1.33:1, 1948, english, united kingdom
“You cannot have it both ways. A dancer who relies upon the doubtful comforts of human love can never be a great dancer. Never.”


The Red Shoes

A stunningly beautiful and moving tragedy, it plays out nearly perfectly. What a wonderful and captivating film this is.

Lately it seems like all I do is participate in blogathons, which is really not all that bad a place to be. As I’ve mentioned before, there’s something so great about the focus of choice that a blogathon provides. As someone who sometimes has real trouble with the paralysis of picking the next film to watch and write about for this site, it’s refreshing to narrow the possibilities significantly with a theme. This time I’m writing for the Gotta Dance! blogathon, hosted by Classic Reel Girl. The theme is to write about a film that prominently features dance, and this story of a ballet company seemed to be an obvious fit.

The film follows three primary characters. The first, Boris Lermontov, is the passionate and inflexible head of the ballet company which bears his name. The second, Julian Craster, is a young upcoming composer, who first attracts the attention of Lermontov when he accuses the impresario of using a score plagiarized from his work. Finally, Vicky Page, a young ballerina who secures an audition for the company by virtue of her declaration to Lermontov of her need to dance. The film follows as Lermontov turns both his new young pupils into stars, showcasing them in a truly incredible ballet sequence, and then as the whole thing falls apart when he discovers their love for each other.

The narrative is structured around a question I found interesting. That question is whether an artist can ever be truly great at their art, if they are not solely devoted to it. Lermontov spends most of the film proclaiming this point of view, including firing his original star ballerina when she announces to the company that she’s engaged to be married. He has a singular focus on the world of dance, to the point that he describes it as his religion, and he believes it requires complete dedication. The film itself mostly seems to support him in his view, portraying the cost of love as an abandonment of ones ability to be committed to their art. It’s repeatedly presented in order to fuel the tragic core of the story, and it works wonderfully as a narrative device.

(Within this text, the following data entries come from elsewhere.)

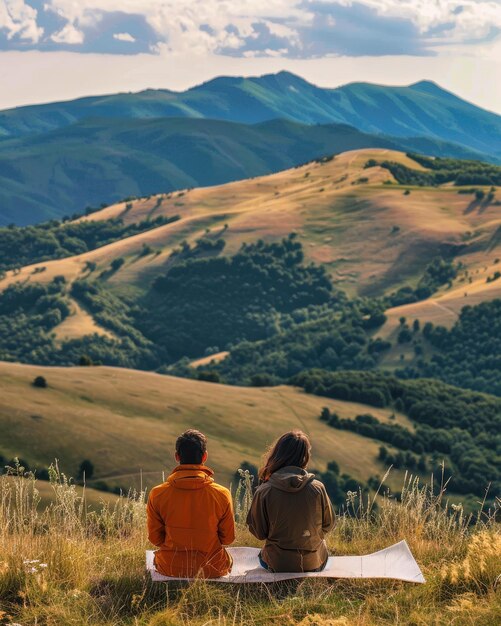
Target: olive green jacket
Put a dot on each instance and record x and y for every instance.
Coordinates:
(292, 512)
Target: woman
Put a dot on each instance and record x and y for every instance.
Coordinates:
(291, 510)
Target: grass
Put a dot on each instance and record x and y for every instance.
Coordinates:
(66, 566)
(346, 222)
(126, 421)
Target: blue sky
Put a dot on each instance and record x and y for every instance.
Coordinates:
(52, 49)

On the other hand, the film also clearly seems to demonstrate it’s not an actual necessity. There is a period in the story, after Vicky and Julian have fallen for each other, but before Lermontov knows about it, that contradicts the central theme. Before he learns of their love, he detects no change in their abilities. To the contrary, both the composer and the ballerina are being raved about by everyone in the company, and the whole show has never been more successful. It’s only once Lermontov discovers their tryst that he decides their work is less than it has been, and it seems far more connected to his own dogma than to anything that’s really happened.

It could be argued then, that the tragedy is really about the inflexibility of the people in the story, not in the nature of art itself. Vicky is torn between her need to dance and her love for Julian, but only because Lermontov sets things up that way. Which is ultimately such a shame, because, in typical tragic fashion, it’s completely avoidable. Julian and Vicky are fueled by their love for each other, not hindered by it. Julian is writing great music so his love can dance to it, and Vicky is dancing her heart out for her man in the orchestra pit. They are finding the inspiration for their art in each other. If Lermontov was only able to realize it, the whole story could have gone very differently. On the other hand, the film wouldn’t have been nearly as good, so I don’t really want to complain that much.